The challenges associated with responding to EV/ESS emergencies are constantly changing as EV/ESS technologies continue to evolve and become more prevalent across the United States. TEEX is committed to incorporating emerging EV/ESS emergency response best practices into first responder training and keeping first responder professionals and community stakeholders fully informed. TEEX will continue to assess and analyze emergency response best practices, lessons learned and unresolved issues pertaining to emerging EV/ESS technologies and continue to share this critical information.

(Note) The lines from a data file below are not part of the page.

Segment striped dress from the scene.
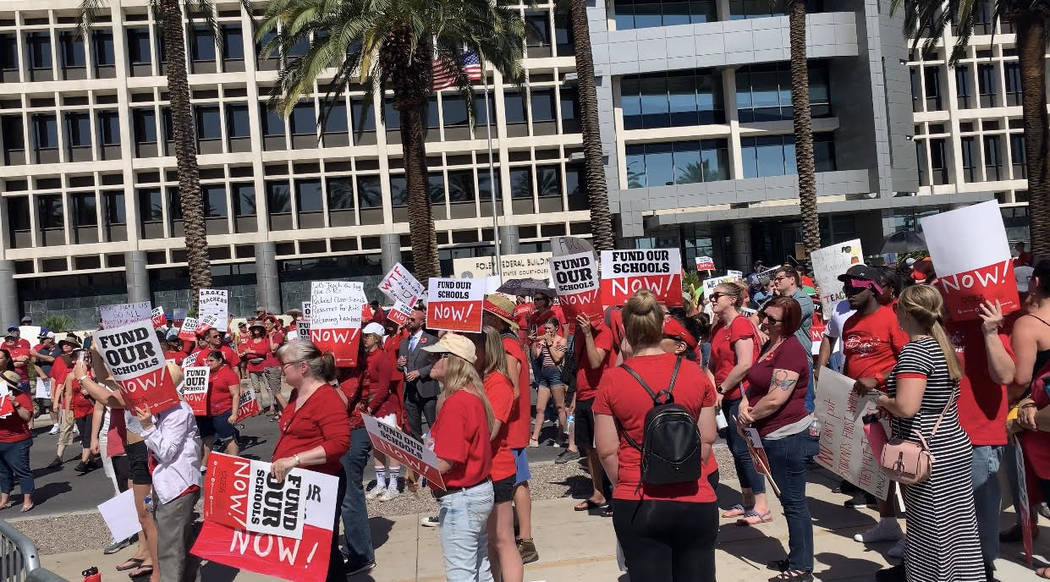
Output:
[888,337,985,582]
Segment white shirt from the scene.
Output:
[142,402,203,503]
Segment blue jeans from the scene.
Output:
[0,437,36,495]
[973,445,1003,564]
[722,398,765,494]
[341,427,376,570]
[762,431,819,571]
[438,481,494,582]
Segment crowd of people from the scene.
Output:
[0,244,1050,582]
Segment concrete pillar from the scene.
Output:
[124,251,152,304]
[255,242,281,313]
[731,220,752,273]
[0,261,18,326]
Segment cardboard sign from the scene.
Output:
[99,302,153,329]
[197,289,230,330]
[310,280,369,368]
[814,368,889,499]
[602,249,683,307]
[426,277,485,333]
[550,248,605,321]
[921,200,1021,321]
[361,411,445,491]
[183,366,211,416]
[95,319,179,414]
[379,263,426,305]
[191,453,342,582]
[810,238,864,319]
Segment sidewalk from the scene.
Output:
[41,470,1050,582]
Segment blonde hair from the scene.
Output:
[897,285,963,380]
[623,289,664,351]
[441,350,495,433]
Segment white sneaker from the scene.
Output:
[854,519,904,543]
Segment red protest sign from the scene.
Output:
[426,277,485,333]
[95,320,179,414]
[602,249,683,307]
[361,411,445,491]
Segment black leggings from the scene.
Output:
[612,499,718,582]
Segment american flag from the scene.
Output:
[433,50,481,91]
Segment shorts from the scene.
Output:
[125,440,153,485]
[536,366,565,388]
[510,449,532,486]
[492,475,517,503]
[572,398,594,451]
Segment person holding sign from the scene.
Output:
[271,339,354,582]
[423,333,496,582]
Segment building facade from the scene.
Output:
[0,0,1025,327]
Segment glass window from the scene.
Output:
[195,105,223,140]
[201,184,227,219]
[295,180,323,212]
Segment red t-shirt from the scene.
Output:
[431,390,492,487]
[946,321,1013,445]
[591,354,717,503]
[573,324,616,402]
[273,384,350,475]
[842,306,908,379]
[0,392,33,442]
[503,335,532,449]
[711,315,761,400]
[485,372,518,481]
[208,366,240,416]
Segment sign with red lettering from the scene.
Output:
[602,249,683,307]
[191,453,342,582]
[361,411,445,491]
[921,200,1021,321]
[426,277,485,333]
[310,280,369,368]
[550,248,605,321]
[95,319,179,414]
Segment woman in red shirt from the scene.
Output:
[708,282,770,518]
[271,340,352,581]
[475,326,525,582]
[592,290,718,582]
[0,370,36,513]
[423,333,495,580]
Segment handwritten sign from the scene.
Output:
[426,277,485,333]
[602,249,683,307]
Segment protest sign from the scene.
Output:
[379,263,426,305]
[602,249,683,307]
[95,318,179,414]
[810,238,864,319]
[361,411,445,491]
[99,302,153,329]
[815,368,889,499]
[550,252,604,321]
[426,277,485,333]
[191,453,342,582]
[183,366,211,416]
[197,289,230,323]
[310,280,369,368]
[920,200,1021,321]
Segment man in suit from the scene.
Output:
[397,309,441,438]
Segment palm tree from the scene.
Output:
[568,0,613,250]
[258,0,525,280]
[80,0,215,313]
[890,0,1050,258]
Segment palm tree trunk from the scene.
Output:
[1012,11,1050,258]
[569,0,613,250]
[161,0,211,312]
[788,0,820,255]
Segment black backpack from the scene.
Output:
[621,356,701,485]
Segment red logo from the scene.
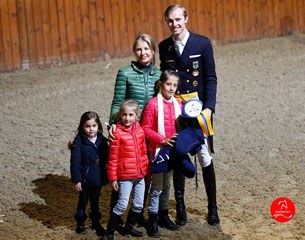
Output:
[270,197,295,222]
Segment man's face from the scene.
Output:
[165,8,188,36]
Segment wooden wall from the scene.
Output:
[0,0,305,72]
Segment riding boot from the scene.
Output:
[107,212,121,240]
[173,170,187,226]
[147,213,160,238]
[136,180,150,228]
[89,212,107,236]
[124,209,143,237]
[74,209,87,234]
[158,209,180,231]
[202,162,220,225]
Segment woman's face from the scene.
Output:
[134,39,155,66]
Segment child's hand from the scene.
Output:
[108,124,116,142]
[162,133,178,147]
[111,181,119,191]
[74,182,83,192]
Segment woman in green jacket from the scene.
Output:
[109,34,161,230]
[110,34,161,122]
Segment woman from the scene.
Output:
[110,34,161,122]
[109,34,161,229]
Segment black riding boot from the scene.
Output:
[173,170,187,226]
[75,221,87,234]
[136,180,150,228]
[107,212,121,240]
[89,212,106,236]
[74,209,87,234]
[147,213,160,238]
[125,209,143,237]
[202,162,220,225]
[158,209,180,231]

Suggested Next Steps for Prevention

Signage and Regulations

• Ensure signage indicates Li-ion dangers, recharging stations and the occupancy of ESS locations.
• Ensure that Li-ion battery recycling centers operate with proper permits and signage for the public and first responder community.
• Develop standards for Li-ion truck transport (pallets, manifest listing, charge levels, damaged batteries and the number of batteries).
• Identify regulations and code changes that can happen in the short term at the local or regional level. This should eventually lead to a coordinated state plan.
• National Fire Protection Association (NFPA) and local communities should develop and enforce E-stop legislation and regulations at charging stations.
• Until specific testing and procedures are developed, follow current Occupational Safety and Health Administration (OSHA) standards regarding lockout/tagout of hazardous electricity events.
• Develop building codes and standards for EV charging and Li-ion storage in public and residential spaces.
• Establish local building codes for installing and operating charging stations, home energy systems, transportation, storage and disposal of Li-ion battery systems.
• Require manufacturers to consider input from subject matter experts and first responders in the EV/ESS development and design process.

Education and Training

• NEW: Electric Vehicle Safety for the First Responder
• Develop a comprehensive, coordinated EV/ESS public awareness campaign and education initiative that includes first responders and elected officials. This campaign should educate the public about safe use, hazards, and preventive actions regarding Li-ion batteries.
• Develop a holiday campaign warning the public about Li-ion battery hazards in toys, tools and other devices likely to be charged and used inside homes.
• Continue testing Li-ion gear decontamination procedures. These procedures are currently unknown, but TEEX and several labs, manufacturers, and companies are conducting testing.
• Develop a web-based clearinghouse for information to consolidate and vet best practices for first responders to plan for and manage EV/ESS incidents.
• Engage insurance companies regarding reimbursement for recovery, cleanup, and decontamination costs.